UPDATE: In order to get the dates, you can use:

lapply(
  l, 
  function(x) {
    x[periods] <- lapply(x[periods], function(x) as.Date(as.character(x), format="%Y%m%d")); 
    x
} )

Answer 2

• Suggestion #1, simple:

  lapply(l, function(dfrm, periods, fmt) {
      for (ff in which(colnames(dfrm) %in% periods))
          dfrm[,ff] <- as.Date(as.character(dfrm[,ff]), fmt)
      dfrm
  }, periods=c('t1', 't2'), fmt='%Y%m%d')
  

  Using ff in which(...) allows us to specify column headers that may or may not be included, no change done if some or all of them are vacant in a specific data.frame.

  The second and third arguments to lapply, periods=c('t1','t2'), allows you to specify the format and column names and (cleanly) bring them into the inner loops (without having the inside of the loops reach outside for data, something that will bite you if/when you copy/paste code into a different project).

• Suggestion #2, try to convert all columns:

  lapply(l, function(dfrm, fmt) {
      for (cc in seq.int(ncol(dfrm)))
          if (! is.na(as.Date(as.character(dfrm[1,cc]), format=fmt)))
              dfrm[,cc] <- as.Date(as.character(dfrm[,cc]), format=fmt)
      dfrm
  }, fmt='%Y%m%d')
  

  This can fail if you have other columns that could be inferred as dates (using these heuristics) but aren't intended as such.

  I limit the check to the first row for performance, in case large amounts of data would cause this to be a performance bottleneck.

• Suggestion #3, same thing, but more robust to false-alarms:

  lapply(l, function(dfrm, fmt) {
      for (cc in seq.int(ncol(dfrm))) {
          tmp <- as.Date(as.character(dfrm[,cc]), format=fmt)
          if (! any(is.na(tmp))) dfrm[,cc] <- tmp
      }
      dfrm
  }, fmt='%Y%m%d')
  

  Alright, we've reduced the number of false-alarms by checking to make certain all values converted to a date, but this means that if any one cell fails in an otherwise valid column of dates, then the whole column suffers.
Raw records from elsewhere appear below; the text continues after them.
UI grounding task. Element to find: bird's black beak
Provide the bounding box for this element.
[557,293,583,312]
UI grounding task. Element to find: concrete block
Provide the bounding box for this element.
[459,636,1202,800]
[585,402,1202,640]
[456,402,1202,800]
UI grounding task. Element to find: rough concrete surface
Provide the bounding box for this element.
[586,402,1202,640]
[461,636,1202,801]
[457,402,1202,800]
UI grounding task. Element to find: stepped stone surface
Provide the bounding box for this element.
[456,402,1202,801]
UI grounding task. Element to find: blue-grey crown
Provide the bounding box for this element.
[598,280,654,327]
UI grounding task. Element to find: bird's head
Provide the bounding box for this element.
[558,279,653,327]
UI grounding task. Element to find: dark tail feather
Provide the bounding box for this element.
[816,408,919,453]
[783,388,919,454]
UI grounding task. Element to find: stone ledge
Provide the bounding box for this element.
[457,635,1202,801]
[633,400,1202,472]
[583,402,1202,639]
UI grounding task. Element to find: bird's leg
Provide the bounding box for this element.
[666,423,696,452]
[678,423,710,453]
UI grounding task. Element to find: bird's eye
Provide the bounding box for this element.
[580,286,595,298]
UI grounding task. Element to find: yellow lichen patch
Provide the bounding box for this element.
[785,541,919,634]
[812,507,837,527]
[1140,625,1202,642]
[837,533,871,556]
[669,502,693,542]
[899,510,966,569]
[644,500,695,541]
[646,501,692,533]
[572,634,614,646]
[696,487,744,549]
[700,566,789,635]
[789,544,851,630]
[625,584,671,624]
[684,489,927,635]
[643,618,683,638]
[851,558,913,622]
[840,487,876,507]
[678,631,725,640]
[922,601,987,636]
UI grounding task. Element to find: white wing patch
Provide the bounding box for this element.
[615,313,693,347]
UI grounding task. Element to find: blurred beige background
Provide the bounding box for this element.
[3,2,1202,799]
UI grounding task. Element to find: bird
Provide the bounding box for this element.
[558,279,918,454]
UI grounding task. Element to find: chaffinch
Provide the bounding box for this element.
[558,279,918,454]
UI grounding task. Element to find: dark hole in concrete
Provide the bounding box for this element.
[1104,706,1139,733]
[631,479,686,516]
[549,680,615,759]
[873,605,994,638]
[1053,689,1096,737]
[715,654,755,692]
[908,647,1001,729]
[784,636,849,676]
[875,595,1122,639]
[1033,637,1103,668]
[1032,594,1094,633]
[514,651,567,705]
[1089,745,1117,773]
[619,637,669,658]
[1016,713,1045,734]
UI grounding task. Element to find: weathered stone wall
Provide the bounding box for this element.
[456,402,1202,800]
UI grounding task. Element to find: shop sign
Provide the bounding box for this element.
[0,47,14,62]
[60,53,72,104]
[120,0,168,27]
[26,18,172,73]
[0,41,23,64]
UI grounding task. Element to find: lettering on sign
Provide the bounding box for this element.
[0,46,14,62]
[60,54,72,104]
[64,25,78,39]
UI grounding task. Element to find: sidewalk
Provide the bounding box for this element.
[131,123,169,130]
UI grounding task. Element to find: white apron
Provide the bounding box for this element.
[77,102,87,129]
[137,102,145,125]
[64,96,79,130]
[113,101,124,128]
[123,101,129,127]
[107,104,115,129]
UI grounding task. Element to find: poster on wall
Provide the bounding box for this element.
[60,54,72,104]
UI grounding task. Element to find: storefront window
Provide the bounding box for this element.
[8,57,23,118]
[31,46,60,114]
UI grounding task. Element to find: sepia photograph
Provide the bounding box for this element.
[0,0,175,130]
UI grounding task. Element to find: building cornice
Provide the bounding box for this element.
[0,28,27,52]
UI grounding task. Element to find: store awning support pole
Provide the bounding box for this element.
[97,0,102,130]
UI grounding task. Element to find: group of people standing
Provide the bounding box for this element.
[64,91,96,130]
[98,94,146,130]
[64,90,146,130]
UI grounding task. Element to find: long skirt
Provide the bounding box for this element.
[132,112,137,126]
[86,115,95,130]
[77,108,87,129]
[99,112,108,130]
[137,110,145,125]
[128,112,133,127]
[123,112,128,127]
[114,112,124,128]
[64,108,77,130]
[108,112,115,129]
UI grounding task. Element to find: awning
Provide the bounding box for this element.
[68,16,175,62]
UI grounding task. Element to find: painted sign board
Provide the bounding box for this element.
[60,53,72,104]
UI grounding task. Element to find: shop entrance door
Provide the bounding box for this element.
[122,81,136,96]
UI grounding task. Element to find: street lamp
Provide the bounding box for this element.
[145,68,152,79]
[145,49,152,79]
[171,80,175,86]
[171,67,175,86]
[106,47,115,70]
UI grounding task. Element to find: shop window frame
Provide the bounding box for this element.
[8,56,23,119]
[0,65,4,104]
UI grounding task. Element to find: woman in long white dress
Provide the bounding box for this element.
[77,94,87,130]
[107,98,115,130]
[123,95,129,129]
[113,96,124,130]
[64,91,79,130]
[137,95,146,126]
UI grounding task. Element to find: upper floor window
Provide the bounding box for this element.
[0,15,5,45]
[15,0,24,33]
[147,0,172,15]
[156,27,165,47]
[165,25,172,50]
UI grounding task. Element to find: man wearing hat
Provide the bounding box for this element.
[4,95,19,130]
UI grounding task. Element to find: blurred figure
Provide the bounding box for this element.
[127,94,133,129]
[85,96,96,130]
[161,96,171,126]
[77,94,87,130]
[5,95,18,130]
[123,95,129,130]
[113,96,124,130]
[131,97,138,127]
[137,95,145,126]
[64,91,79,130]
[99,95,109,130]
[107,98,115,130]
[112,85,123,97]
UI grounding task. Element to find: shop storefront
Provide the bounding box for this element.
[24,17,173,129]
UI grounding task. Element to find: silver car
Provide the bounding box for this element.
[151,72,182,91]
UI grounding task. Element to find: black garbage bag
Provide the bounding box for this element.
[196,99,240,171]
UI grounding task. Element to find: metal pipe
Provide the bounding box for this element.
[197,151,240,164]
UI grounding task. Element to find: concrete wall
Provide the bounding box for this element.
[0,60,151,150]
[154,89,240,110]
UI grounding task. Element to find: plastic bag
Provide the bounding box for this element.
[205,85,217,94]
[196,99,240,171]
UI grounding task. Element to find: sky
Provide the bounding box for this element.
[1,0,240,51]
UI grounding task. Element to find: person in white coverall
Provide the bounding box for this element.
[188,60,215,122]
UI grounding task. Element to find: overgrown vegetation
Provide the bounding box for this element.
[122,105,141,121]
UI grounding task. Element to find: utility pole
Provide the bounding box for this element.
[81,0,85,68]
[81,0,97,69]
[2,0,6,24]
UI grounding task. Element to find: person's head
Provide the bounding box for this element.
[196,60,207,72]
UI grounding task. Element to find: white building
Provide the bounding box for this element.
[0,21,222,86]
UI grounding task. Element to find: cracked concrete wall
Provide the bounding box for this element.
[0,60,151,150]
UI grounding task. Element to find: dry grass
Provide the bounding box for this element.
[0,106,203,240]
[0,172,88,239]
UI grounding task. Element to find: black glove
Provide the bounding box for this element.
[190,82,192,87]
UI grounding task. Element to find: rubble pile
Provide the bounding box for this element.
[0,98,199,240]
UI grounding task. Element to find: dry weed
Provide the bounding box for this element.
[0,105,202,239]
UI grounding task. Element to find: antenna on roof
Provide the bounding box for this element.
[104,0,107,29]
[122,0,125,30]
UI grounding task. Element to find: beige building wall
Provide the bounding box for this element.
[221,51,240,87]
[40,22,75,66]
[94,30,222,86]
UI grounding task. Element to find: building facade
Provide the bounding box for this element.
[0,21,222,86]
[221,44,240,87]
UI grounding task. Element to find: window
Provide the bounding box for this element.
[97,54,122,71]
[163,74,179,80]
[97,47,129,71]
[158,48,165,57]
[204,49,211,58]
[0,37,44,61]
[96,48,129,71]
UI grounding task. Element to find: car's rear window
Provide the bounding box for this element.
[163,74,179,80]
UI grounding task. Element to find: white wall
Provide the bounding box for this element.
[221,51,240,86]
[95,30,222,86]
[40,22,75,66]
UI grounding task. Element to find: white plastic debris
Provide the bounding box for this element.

You can get around this perhaps by checking the number of percentage of fails, but now we're getting a bit ridiculous ...

• Suggestion #4, using regular expressions on the column names:

  lapply(l, function(dfrm, regex, fmt) {
      for (cc in grep(regex, colnames(dfrm)))
          dfrm[,cc] <- as.Date(as.character(dfrm[,cc]), format=fmt)
      dfrm
  }, regex='^t[0-9]+$', fmt='%Y%m%d')
  

  This may spark other questions if you aren't comfortable with regular expressions.

These could have been done with a nested *apply instead of a for loop, but since R is now performing quite well with loops like this, I don't think it's a big concern. (It will depend on the size of your data.)

If you're more comfortable with the naming convention for the column headers, then #4 might be your answer. If not (or you aren't comfortable with regular expressions) but you are confident that the non-date columns will not be mis-construed, then #2 or #3 work well, too.